Moving Bits Question

RonShepard · November 29, 2022, 3:16am

Perhaps this is a matter of perspective, but the high bit in a ones-complement integer is the sign bit. It is 0 for positive integer values and 1 for negative integer values. Of course there is a positive zero value, 000…000, and a negative zero value, 111…111, so those either do or don’t count, depending on what exactly a value of zero means at the moment. I don’t know of any modern machines that use ones-complement arithmetic, so I cannot verify what exactly an expression like int(i32,int64) does when i32 is one of those zero values, but at least it looks like the sign bit would get propagated during the kind conversion.

dwwork · November 29, 2022, 4:17am

I’ve gotten lost in the different threads of this discussion. Do I understand your issue correctly? You want to pack 2 32-bit signed integers into a single signed 64-bit integer, and then later retrieve those 2 32-bit signed integers on the same machine (so no cross-endianess issues?)?

If I understand your situation correctly, then I feel the solution is quite simple:

function i32_to_i64(i1,i2)
    integer(int32), intent(in) :: i1,i2
    integer(int32) :: tmp(2)
    integer(int64) :: i32_to_i64
    tmp(1) = i1
    tmp(2) = i2
    i32_to_i64 = transfer(tmp,i32_to_i64)
end function i32_to_i64

At this point, the 64-bit integer doesn’t mean anything, other than as a carrier for those two smaller ints.

Then you can get them back out with the reverse operation:

function i64_to_i32(i64)
    integer(int64), intent(in) :: i64
    integer(int32) :: i64_to_i32(2)
    i64_to_i32 = transfer(i64,i64_to_i32)
end function i64_to_i32

But…I feel like I’m not understanding something about your problem which renders it not so simple.

FortranFan · November 29, 2022, 4:38am

@dwwork, you’re not the only one, that’s why I wrote in this comment about OP @RonShepard needing to illustrate the aspects that are all of interest to the issue on hand, now that readers all have had their fill about being humored with many tangents in the discussion!

Note TRANSFER has been brought up from the original post up to the one just prior to yours. OP’s concerns with TRANSFER appear based on the long complaint with its use that its specification in the standard leaves a bit too much as processor-dependent and thus it can prove inadequate if one were to strive for portable code. I can buy that argument as a generic complaint against TRANSFER since it allows conversion across different types. But in this specific context involving integer types, it makes no sense, thus OP should provide better illustration of any concerns with TRANSFER.

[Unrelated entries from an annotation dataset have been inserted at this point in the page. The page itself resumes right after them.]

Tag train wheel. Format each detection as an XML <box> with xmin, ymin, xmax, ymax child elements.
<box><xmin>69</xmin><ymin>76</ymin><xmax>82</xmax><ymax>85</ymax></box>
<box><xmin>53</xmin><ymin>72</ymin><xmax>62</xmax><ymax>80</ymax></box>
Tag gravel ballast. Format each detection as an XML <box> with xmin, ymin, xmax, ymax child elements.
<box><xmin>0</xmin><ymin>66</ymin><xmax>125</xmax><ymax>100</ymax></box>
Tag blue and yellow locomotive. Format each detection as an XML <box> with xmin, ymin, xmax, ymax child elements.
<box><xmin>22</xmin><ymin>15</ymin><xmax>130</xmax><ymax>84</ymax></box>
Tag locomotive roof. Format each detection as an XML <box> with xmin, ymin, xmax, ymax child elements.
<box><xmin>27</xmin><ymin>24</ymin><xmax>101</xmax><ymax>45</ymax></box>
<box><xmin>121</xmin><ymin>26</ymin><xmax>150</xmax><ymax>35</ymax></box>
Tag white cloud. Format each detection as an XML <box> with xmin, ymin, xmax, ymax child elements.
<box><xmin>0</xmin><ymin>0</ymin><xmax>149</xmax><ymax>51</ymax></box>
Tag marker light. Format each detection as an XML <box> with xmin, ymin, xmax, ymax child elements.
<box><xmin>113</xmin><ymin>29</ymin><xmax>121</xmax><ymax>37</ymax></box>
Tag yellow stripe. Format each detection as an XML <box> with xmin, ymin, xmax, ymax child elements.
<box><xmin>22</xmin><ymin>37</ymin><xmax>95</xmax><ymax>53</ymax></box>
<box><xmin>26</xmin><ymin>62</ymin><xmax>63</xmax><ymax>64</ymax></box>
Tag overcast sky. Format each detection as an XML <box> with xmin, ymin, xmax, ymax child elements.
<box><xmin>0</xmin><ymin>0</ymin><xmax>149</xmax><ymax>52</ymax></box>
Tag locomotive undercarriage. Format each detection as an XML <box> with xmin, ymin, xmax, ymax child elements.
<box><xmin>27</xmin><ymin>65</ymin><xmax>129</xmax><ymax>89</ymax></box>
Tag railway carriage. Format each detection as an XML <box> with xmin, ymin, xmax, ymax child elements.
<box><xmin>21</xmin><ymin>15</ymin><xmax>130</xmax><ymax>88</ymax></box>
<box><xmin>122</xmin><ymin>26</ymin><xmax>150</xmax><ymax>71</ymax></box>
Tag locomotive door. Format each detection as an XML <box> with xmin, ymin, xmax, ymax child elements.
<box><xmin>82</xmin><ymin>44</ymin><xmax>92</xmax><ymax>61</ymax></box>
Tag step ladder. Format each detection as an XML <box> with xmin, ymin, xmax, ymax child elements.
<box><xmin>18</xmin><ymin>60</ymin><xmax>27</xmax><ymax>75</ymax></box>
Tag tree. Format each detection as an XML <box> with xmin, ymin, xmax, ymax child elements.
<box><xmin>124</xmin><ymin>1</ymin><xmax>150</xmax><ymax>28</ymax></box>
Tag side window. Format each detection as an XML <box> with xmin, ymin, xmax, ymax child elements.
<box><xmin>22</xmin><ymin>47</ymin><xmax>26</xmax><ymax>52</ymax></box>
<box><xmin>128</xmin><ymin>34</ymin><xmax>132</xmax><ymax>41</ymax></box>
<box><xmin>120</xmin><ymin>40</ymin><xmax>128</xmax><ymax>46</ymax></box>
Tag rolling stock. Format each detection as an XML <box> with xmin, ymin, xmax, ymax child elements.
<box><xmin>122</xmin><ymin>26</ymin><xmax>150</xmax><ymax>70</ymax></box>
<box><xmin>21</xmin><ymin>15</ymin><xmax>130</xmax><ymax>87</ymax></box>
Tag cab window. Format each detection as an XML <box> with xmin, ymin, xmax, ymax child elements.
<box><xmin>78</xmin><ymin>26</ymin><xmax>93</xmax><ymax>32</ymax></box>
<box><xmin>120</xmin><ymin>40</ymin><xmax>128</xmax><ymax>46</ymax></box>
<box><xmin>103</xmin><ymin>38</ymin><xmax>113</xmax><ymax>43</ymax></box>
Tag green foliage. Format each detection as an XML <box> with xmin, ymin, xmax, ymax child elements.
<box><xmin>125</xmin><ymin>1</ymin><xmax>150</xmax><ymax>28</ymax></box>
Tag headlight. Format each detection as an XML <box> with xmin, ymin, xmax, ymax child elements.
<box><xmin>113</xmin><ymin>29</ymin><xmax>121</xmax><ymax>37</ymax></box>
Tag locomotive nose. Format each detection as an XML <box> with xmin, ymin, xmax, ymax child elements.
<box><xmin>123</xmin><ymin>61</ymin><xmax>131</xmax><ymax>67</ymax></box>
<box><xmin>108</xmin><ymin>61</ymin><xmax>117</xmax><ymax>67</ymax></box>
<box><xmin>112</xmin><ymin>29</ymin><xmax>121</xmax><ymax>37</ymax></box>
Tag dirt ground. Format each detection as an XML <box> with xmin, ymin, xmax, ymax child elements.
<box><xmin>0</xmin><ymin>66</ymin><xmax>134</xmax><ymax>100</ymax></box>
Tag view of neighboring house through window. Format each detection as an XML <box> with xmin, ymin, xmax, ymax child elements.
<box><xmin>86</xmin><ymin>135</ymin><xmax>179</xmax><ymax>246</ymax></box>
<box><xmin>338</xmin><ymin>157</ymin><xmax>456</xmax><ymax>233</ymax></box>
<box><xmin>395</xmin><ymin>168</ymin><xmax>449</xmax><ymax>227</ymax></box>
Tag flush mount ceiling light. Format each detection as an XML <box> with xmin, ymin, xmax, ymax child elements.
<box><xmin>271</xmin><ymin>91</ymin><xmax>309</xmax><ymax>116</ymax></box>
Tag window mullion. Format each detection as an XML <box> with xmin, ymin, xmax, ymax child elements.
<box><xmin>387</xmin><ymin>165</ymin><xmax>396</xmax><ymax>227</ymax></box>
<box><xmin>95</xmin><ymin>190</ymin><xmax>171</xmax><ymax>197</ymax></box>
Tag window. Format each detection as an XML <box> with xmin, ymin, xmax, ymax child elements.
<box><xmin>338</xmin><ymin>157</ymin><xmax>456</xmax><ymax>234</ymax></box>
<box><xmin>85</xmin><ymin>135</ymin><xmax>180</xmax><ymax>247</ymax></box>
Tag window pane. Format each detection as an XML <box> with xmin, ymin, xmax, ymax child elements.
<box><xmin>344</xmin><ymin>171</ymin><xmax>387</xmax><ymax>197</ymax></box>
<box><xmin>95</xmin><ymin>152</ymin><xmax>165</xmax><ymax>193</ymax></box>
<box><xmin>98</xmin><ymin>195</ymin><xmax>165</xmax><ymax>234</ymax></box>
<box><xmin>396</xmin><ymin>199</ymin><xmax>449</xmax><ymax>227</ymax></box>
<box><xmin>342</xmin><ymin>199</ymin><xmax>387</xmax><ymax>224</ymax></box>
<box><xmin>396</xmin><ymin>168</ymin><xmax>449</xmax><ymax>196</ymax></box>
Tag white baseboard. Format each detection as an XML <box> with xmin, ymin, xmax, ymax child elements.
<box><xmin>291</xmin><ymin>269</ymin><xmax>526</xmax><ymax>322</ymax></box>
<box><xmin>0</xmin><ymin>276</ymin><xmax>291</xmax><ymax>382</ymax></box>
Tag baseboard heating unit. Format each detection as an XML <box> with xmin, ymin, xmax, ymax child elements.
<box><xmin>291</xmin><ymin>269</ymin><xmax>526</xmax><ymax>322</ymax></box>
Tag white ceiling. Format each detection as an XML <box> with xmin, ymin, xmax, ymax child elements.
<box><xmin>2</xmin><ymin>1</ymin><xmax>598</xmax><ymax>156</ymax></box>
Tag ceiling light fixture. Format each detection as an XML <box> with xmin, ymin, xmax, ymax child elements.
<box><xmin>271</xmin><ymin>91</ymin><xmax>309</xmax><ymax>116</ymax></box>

Hopefully your post will encourage OP to answer your questions and also to let on with the crucial details, Or at least point to the relevant code online that readers can review and suggest standard-conforming, portable options,

dwwork · November 29, 2022, 5:35am

Being mostly a C++ guy now, transfer seems to me to just be a memcpy(). Perhaps there are some subtle difference I am unaware of though.

In fact, this is the only legal way to convert between types in C++. (union type-punning and reinterpret_casting are considered “undefined behavior”), and this function that I wrote in Fortran has been enshrined in C++20 as std::bit_cast. In C++20, this looks like:

int64_t i32_to_i64(int32_t i0, int32_t i1) {
    int32_t tmp[2] = {i0, i1};
    return std::bit_cast<int64_t>(tmp);
}

The compilers in fact recognize this idiom so well, they don’t actually do the memcpy() at all! Kinda dumb, but there it is.

RonShepard · November 29, 2022, 7:20am

I agree that C memcpy() is effectively the same as fortran transfer(). My legacy fortran code uses a variety of kludges to solve this problem, including type punning and equivalence of different types. Those things are now obsolete and/or deleted from the fortran standard, so I’m trying to eliminate them from the codes. I’m working on this part of the code for other reasons, so I thought now might be a good time to just convert everything to modern fortran (meaning the standard bit operators, no equivalence, no type punning). Fortran has a standard definition of the bits within an integer, and it uses that definition of its integers to define its bit operators. That definition avoids byte addressing conventions, so in principle it should allow the programmer to write portable code that works with either addressing convention. But in practice, it seems that isn’t really possible after all. In my earlier post were I was explaining the general problem, I said

My general problem is to work with strings of bits of arbitrary lengths. A bit string data type would also solve all of these issues, but that doesn’t exist in the standard. So I’m doing things with int64 arrays the hard way. If I store two 10-bit strings in adjacent locations, then I want to be able to retrieve them back as one 20-bit string in a consistent way. All of this endianess ambiguity gets in the way of doing that in a portable way. I suspect the code I have working now on my little-endian machine will not work on a big-endian machine.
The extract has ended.